Is the pressure to be original keeping you from being creative?
It’s already been done before. And probably by someone with more skill and better connections.
“Art is never finished, only abandoned.” – Leonardo da Vinci
You may be familiar with the voice. The one telling you you’re supposed to be coming up with something brand new every time you paint. If it’s going to count, it needs to shake the very foundations of the art world. If it’s worth doing, it must defy genres, wow critics, and your alienate friends.
I’m not sure that I believe in “invention”. Not from scratch. I think we’re meant to notice. To uncover. To rediscover.
Maybe it’s all been done before, but not by you. We all bring a singular set of fingerprints, memories, contradictions, and obsessions to the easel. Look at the current state of the world. A lot if it feels horribly familiar, but it’s never shown up exactly like this.
The counterpoint to all of this new noise can show up as art. Your voice is a strange and beautiful cocktail. And the world desperately needs a stiff drink.

Gabriel Mark Lipper – Eron – Oil on Panel – 16″ x 20″
When I’m really in it, I’m not “making stuff up.” I’m responding. I’m translating. I’m remembering something I didn’t know I knew. It’s already there. I’m just trying to get out of the way long enough to let it show up.
With realism, the goal was clarity. Render the thing in front of you as truthfully as possible. And even now, as I lean more and more into abstraction, that instinct hasn’t gone away. I’m still chasing something real. But real doesn’t always mean literal. Sometimes it’s a feeling. A rhythm.
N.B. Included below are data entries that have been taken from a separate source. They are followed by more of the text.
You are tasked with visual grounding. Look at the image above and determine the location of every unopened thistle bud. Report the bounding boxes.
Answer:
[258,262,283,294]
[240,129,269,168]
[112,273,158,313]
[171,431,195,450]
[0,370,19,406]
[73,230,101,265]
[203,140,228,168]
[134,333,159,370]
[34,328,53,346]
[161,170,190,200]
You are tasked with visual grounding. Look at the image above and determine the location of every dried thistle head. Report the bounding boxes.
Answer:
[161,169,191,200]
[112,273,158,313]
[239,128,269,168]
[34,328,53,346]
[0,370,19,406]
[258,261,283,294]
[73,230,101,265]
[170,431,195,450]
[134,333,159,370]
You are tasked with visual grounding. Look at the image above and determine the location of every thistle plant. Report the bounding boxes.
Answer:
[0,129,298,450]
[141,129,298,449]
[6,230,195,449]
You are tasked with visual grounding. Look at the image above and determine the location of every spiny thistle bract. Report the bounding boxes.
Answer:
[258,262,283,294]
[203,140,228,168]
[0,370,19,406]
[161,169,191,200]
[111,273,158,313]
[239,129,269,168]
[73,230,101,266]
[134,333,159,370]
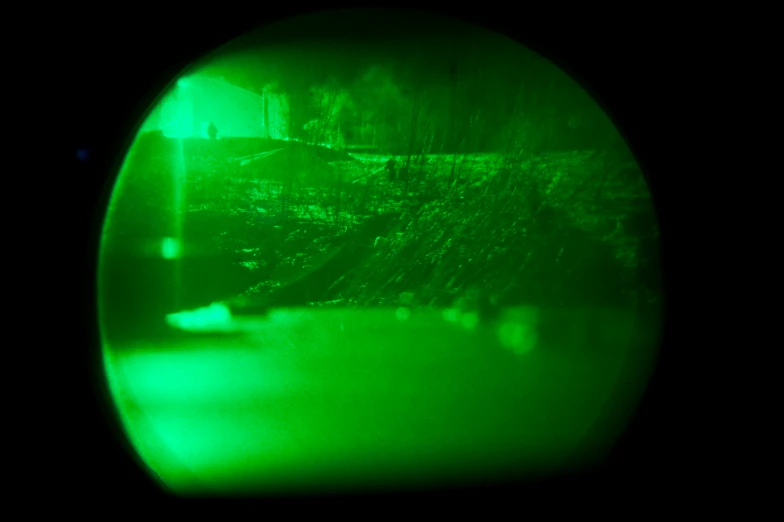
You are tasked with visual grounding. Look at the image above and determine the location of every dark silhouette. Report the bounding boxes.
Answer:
[207,122,218,140]
[386,158,397,183]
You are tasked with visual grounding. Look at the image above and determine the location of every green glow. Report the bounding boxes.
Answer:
[161,237,180,259]
[98,8,661,495]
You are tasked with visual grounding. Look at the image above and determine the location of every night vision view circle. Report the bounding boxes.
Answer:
[98,11,662,495]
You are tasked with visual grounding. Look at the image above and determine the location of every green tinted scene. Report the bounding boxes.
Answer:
[98,12,663,495]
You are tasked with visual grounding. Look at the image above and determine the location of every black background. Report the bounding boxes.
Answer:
[46,3,688,508]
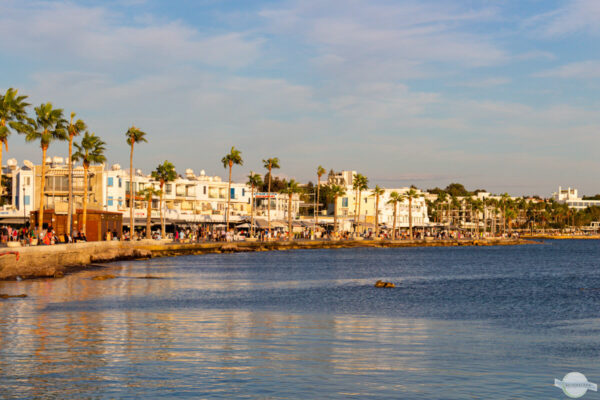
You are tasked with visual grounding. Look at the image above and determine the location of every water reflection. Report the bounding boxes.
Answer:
[0,242,600,399]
A tension. And the joy that comes with rediscovering how it wants to be seen this time.
So don’t get hung up on inventing. Don’t let the pressure to be “original” keep you from painting. Instead, dig. Sift. Follow the thread. Let the painting surprise you. Because sometimes the most honest art isn’t the stuff we dream up… it’s the stuff that’s been waiting for us all along.
What’s something you’ve rediscovered in your own work lately?
What keeps resurfacing in your art, even when you’re not trying?
Is the pressure to be original keeping you from being creative?